To gain a better understanding of the longer-term impact that autonomous agents will have on the nature of work, Dell Technologies Inc. has been taking a closer look at how AI is already changing how work gets done.
This has been a central focus for John Roese (pictured), Dell’s global chief technology officer and chief AI officer. The company has been running fully autonomous agents for close to two years, and this has led to valuable insights, according to Roese.
“For the last six months, the two topics I’ve spent most of my time on have been tokenomics and the impact of agents, primarily AI agents, on the composition of work inside of companies,” he explained. “What is this going to do to work inside of companies and at the world level?”
Roese spoke with theCUBE’s Dave Vellante for theCUBE + NYSE Wired: AI Factories – Data Centers of the Future interview series, during an exclusive broadcast on theCUBE, SiliconANGLE Media’s livestreaming studio. They discussed how AI is leading to major changes in job definitions and capital expenditures for organizations.
Autonomous agents and the future of jobs
Roese has been engaged with colleagues within Dell and industry experts outside of the company to identify a common language for job classifications. This will be a key element in being able to determine the most productive role for agents.

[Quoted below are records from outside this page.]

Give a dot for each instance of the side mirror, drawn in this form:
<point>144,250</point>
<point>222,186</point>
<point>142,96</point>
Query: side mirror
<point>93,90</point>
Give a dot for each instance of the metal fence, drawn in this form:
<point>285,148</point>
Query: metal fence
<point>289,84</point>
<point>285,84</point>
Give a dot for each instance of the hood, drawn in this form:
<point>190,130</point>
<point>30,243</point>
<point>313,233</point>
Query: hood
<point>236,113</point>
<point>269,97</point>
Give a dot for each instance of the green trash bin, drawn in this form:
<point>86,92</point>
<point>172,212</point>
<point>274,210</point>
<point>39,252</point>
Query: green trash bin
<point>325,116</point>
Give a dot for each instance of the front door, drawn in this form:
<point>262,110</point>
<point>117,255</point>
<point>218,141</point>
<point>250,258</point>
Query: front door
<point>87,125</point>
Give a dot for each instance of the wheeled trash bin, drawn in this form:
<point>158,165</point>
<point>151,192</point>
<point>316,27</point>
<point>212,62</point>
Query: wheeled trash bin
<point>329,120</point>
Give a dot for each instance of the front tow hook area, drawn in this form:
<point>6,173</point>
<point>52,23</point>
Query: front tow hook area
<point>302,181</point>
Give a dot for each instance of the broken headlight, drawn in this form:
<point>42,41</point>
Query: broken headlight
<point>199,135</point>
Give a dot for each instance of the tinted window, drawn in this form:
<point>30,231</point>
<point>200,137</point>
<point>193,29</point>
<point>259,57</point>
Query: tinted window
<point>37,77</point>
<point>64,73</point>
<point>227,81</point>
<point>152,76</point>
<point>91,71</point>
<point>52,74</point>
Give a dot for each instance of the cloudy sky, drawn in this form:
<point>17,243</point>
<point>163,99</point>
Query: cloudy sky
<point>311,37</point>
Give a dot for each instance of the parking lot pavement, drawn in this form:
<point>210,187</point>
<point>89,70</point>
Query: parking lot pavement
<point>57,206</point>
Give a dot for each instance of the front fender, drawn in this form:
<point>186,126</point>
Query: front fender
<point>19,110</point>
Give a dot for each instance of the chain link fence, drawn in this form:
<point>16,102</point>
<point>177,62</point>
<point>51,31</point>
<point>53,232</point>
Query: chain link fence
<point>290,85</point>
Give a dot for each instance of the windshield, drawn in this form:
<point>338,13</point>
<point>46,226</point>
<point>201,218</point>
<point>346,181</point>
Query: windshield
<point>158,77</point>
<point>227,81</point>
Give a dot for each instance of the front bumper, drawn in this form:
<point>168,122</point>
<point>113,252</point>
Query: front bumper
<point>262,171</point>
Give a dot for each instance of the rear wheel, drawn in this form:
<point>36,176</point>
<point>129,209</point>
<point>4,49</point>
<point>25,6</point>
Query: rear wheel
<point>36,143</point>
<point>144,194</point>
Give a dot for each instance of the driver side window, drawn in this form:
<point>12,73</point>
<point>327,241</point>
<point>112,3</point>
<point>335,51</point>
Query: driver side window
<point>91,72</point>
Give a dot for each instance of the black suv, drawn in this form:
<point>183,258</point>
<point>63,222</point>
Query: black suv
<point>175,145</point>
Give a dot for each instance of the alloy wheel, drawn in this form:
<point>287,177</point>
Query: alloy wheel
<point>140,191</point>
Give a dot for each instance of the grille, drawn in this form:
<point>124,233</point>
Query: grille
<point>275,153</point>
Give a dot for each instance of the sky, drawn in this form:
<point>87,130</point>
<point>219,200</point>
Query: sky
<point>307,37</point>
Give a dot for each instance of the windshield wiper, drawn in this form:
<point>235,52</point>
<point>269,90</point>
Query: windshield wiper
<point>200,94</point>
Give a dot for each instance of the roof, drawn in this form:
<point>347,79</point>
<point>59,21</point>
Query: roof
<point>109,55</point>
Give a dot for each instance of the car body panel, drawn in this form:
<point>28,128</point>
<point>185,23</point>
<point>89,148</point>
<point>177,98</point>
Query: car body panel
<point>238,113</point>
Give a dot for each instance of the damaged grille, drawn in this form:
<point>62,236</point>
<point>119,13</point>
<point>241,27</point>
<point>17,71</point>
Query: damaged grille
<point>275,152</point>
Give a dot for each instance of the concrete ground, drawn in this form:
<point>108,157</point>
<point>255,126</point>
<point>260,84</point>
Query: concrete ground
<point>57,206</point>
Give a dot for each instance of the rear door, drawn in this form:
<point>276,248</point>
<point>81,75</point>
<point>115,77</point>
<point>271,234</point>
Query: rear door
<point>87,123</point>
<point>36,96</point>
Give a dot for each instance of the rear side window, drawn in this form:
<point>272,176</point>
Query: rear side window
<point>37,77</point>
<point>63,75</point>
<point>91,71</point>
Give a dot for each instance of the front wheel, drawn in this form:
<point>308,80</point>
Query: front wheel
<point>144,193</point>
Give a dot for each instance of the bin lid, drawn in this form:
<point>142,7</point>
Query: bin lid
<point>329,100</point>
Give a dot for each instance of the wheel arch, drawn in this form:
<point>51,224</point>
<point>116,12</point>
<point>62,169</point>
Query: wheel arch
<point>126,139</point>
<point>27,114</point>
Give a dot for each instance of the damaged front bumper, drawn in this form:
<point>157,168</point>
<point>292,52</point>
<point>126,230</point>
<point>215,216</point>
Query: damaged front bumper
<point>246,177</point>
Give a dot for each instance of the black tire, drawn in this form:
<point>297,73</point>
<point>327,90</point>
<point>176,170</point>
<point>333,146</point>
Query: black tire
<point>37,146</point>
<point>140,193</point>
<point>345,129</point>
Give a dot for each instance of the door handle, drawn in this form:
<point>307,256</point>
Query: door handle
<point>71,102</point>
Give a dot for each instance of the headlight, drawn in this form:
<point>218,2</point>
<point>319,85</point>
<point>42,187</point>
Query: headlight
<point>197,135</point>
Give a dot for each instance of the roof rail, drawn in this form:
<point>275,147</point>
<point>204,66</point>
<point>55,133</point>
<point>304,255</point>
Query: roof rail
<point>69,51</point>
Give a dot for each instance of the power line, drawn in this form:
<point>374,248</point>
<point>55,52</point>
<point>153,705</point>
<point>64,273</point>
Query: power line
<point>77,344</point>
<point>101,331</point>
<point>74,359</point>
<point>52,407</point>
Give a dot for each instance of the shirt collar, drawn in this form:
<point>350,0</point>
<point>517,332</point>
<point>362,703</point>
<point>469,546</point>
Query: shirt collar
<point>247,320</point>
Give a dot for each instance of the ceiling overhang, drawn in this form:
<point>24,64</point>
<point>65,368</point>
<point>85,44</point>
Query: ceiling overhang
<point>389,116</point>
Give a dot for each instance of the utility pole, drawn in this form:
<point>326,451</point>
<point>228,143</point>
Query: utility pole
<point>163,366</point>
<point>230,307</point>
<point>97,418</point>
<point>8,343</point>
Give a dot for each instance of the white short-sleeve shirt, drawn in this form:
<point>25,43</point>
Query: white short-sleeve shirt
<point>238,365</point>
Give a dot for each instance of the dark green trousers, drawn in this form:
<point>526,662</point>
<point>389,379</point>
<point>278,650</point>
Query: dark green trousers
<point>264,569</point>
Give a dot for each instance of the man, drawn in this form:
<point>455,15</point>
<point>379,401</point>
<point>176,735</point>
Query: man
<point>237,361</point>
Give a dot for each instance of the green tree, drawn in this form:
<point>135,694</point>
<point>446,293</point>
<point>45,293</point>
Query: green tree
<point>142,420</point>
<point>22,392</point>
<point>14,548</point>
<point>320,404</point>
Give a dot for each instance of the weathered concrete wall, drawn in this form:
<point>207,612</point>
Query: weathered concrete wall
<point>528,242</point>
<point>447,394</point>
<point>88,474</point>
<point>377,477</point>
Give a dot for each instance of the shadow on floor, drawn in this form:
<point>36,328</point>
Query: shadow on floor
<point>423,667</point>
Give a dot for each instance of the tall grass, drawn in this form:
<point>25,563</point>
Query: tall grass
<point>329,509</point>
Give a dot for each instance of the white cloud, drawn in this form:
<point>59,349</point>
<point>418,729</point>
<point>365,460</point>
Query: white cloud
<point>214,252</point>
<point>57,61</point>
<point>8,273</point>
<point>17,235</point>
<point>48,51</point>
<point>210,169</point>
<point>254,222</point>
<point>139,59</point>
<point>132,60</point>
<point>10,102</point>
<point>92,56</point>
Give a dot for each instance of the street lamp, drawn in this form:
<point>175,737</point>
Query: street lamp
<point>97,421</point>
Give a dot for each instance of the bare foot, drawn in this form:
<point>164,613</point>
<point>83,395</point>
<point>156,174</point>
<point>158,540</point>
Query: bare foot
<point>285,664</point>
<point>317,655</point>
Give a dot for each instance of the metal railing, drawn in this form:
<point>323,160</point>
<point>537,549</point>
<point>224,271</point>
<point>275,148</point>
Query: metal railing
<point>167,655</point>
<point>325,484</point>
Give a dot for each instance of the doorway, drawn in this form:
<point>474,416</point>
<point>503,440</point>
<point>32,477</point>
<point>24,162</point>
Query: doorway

“The biggest conclusion was knowing what kind of work happens in your company in these classifications is essential because it creates a common language between what agents are going to do and what people are going to do,” Roese told theCUBE. “And if your goal as you move into agentic is to rebalance work between those two things, if you’re not even using the same language and you don’t even define it the same way, you have no hope. But if you do, it becomes really clear what parts of the jobs are going to move to agents, which ones aren’t, and that for the first time gives you clarity about what the future of jobs looks like.”
That clarity is further reinforced by a deeper understanding of what role agents should play within an organization. Roese believes this will require organizations to engage in a reevaluation of positions, based on the shifting balance of work between the human and the agent.
“It’s not because agents will do the job, but because they will extract types of work from every job, and that will free up space for that job to be redefined,” Roese said. “The consequence of that is that as you deploy agentic, there is a massive organizational design exercise that you have to think through because if you don’t do an organizational redesign, you will have a whole bunch of jobs that used to have 100% work inside of them that now have 30%. It just made it very clear to us that there’s a profound change coming.”
The deployment of AI agents is also driving changes in how CIOs and CFOs are thinking about capital expenditures. The use of advanced models to build agents has created a whole new field of “tokenomics,” where the cost of generating data to feed AI has complicated the CapEx picture.
“People suddenly realized that the API-based token production services are now usage based,” Roese noted. “They’re not flat rate. As you use more advanced models to do more advanced things, if the only way you can do that is over an API into some service that’s out of your control, the economics get quite complex. CFOs now care about hybrid AI because they know that it’s a way for them to control the economic expansion that could happen if they don’t have an ability to selectively place where they consume their tokens.”